After doing some more research, I found that python has its own speech recognition module which let's you have access to Google Speech to Text, OpenAI's Whisper, and so on. These worked much better. I ended up deciding on Google's Speech to Text as I found it to be the best and fastest at interpreting data and returning results.
Bluetooth struggles
Initially, I wanted to use a bluetooth headset to send commands. However, using bluetooth on linux and raspberry pi is not so simple. There was a lot of struggle to get a headset to connect. For example, different bluetooth headphones with microphones might have different profiles. Originally, I was trying to use the PulseAudio library which was not very simple to use with bluetooth and I played around a lot with changing a variety of settings. I ended up finding a set of instructions and switched to using PipeWire which is a server for handling audio, video streams, and hardware on Linux. This seemed to work better. In the end though, I switched to a USB headset which was much simpler to use as the headset is interpreted as hardware instead of a bluetooth device.
Rosbridge and roslibpy
Throughout the project, I wanted to have a dynamic way to send messages to the robot. It took a while to find a way that worked and it came in the form of using the rosbridge-server and roslibpy. The Rosbridge server created a websocket connection which allows you to pass JSON messages from the websocket to the rosbridge library which then converts the JSON to ROS calls. Roslibpy lets Python interact with ROS without having to have ROS installed. It uses WebSockets to connect to rosbridge 2.0 and provides publishing, subscribing, and other essential ROS functionalities.
Hopes for the future
This version of the project is a base with minimal commands and room for improvement. Some ideas to further improve this project is to add more interesting commands. For example, it would be interesting if a command such as "solve this maze" was said and that could start a node or send a series of tasks that would connect with algorithms that would then solve a maze.

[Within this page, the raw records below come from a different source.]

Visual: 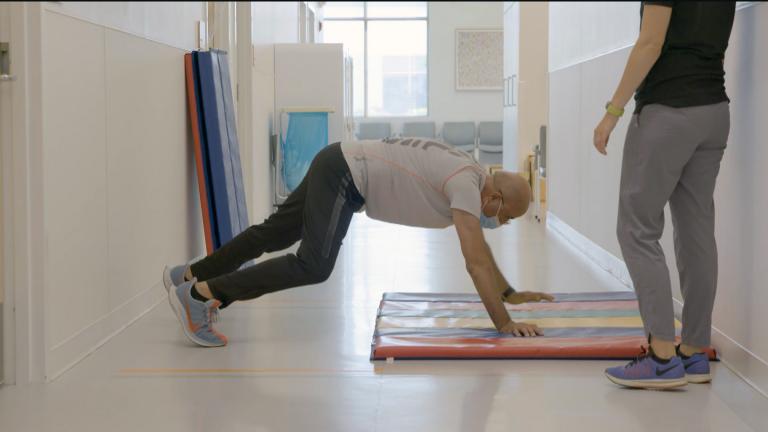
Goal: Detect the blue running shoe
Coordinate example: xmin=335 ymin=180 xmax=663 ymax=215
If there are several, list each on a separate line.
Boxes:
xmin=168 ymin=279 xmax=228 ymax=347
xmin=163 ymin=264 xmax=190 ymax=293
xmin=681 ymin=351 xmax=711 ymax=383
xmin=605 ymin=348 xmax=687 ymax=389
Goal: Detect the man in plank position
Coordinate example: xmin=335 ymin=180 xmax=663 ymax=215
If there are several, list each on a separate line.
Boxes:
xmin=164 ymin=138 xmax=553 ymax=347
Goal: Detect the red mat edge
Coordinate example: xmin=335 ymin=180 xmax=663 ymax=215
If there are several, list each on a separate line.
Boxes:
xmin=184 ymin=53 xmax=214 ymax=255
xmin=371 ymin=336 xmax=718 ymax=361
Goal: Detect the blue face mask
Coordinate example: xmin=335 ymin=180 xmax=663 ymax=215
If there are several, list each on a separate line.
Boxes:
xmin=480 ymin=213 xmax=501 ymax=229
xmin=480 ymin=195 xmax=503 ymax=229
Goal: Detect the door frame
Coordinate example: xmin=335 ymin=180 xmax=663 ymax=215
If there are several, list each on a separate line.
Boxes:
xmin=1 ymin=1 xmax=47 ymax=385
xmin=0 ymin=0 xmax=8 ymax=386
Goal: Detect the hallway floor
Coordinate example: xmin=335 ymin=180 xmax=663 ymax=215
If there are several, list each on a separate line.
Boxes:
xmin=1 ymin=215 xmax=766 ymax=431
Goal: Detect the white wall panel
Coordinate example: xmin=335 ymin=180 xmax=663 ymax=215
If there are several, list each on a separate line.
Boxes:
xmin=712 ymin=2 xmax=768 ymax=366
xmin=39 ymin=4 xmax=205 ymax=379
xmin=549 ymin=2 xmax=639 ymax=72
xmin=43 ymin=2 xmax=204 ymax=51
xmin=547 ymin=66 xmax=582 ymax=231
xmin=42 ymin=12 xmax=109 ymax=350
xmin=104 ymin=29 xmax=202 ymax=309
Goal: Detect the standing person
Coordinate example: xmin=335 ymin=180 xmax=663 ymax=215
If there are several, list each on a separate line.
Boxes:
xmin=164 ymin=138 xmax=553 ymax=347
xmin=594 ymin=2 xmax=736 ymax=389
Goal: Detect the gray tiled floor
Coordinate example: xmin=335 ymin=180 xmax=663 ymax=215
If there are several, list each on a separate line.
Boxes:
xmin=0 ymin=215 xmax=766 ymax=431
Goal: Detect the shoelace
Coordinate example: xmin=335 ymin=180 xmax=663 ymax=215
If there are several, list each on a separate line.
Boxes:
xmin=207 ymin=306 xmax=220 ymax=324
xmin=189 ymin=277 xmax=219 ymax=325
xmin=626 ymin=346 xmax=650 ymax=368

Another idea is to add parameters at the end of commands. For example, when the command "go forward" is given, it would good to have some numerical value to specify the speed at which the robot would go. Perhaps, "go forward speed 20" would indicate to move forward at 0.2 m/s or "go foward distance 5" would indicate to move foward for 5 meters, with some default values set if these specifiers are not mentioned.